The lightning strike occurred on May 9th at 2:15 in the afternoon. Authorities are saying that the man may have mistakenly believed he was safe because of his rubber tires.
But, according to experts, that is a mistaken notion that many people have.
Weather.gov dispels the myth on its website, explaining when and where you are safe when traveling on roads during a thunderstorm.
“Most cars are safe from lightning, but it is the metal roof and metal sides that protect you, NOT the rubber tires.
“Remember, convertibles, motorcycles, bicycles, open-shelled outdoor recreational vehicles and cars with fiberglass shells offer no protection from lightning.
“When lightning strikes a vehicle, it goes through the metal frame into the ground.
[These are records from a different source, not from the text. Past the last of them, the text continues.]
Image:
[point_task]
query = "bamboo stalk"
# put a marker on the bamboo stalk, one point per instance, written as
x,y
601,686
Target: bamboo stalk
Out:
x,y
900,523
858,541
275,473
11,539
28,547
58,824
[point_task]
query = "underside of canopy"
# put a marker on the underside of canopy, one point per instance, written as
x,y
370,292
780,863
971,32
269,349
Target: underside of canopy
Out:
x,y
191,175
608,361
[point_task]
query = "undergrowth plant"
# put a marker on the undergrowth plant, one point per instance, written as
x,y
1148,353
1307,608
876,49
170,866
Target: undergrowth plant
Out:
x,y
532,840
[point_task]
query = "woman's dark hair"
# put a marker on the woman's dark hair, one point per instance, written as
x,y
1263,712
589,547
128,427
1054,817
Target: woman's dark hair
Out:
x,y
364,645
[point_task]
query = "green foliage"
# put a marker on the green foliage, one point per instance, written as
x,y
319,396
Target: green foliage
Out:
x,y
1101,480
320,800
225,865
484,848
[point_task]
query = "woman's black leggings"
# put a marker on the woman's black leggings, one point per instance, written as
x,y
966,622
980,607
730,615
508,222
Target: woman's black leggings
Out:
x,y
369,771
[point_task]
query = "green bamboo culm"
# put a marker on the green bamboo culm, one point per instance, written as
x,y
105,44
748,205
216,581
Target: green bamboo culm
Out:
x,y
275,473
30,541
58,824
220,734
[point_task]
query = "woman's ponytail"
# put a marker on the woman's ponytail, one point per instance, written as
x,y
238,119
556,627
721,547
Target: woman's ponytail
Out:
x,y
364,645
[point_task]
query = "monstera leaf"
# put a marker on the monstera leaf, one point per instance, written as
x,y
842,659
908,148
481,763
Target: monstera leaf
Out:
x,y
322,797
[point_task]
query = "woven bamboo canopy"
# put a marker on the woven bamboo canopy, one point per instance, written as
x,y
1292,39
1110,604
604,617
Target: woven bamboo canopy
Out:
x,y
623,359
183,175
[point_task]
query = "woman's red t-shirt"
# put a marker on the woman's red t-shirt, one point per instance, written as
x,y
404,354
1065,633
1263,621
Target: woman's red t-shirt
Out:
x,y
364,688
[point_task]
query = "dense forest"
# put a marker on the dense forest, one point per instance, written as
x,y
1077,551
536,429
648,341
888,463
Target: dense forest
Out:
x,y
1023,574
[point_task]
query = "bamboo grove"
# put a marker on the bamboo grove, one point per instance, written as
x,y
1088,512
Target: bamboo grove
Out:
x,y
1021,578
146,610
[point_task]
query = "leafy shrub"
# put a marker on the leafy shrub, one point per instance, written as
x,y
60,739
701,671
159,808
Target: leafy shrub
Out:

Don't lean on doors during a thunderstorm.”
According to the National Lightning Safety Council, there have been ten lightning fatalities related to motorcycles since 2006.
“The Florida Highway Patrol said the lightning strike hit the driver around 2:15 p.m. Sunday as he rode southbound on I-95 near Ormond Beach. The strike cracked the 45-year-old’s helmet, sending him off the roadway.”
The cyclist then crashed his bike and was pronounced dead at the scene.
A photo posted on the Florida Highway Patrol’s official Twitter site shows the deceased man’s motorcycle helmet ”cracked and burned” from the apparent lightning strike.
Fox News is reporting that “An off-duty Virginia trooper cited by the station said he witnessed the strike happen. ‘The impact from the lighting caused the motorcyclist to exit the roadway and then crash,’ he said.”
No further details have been released. All that is known about the victim is that he is from Charlotte, North Carolina. Police are not revealing his name at this time.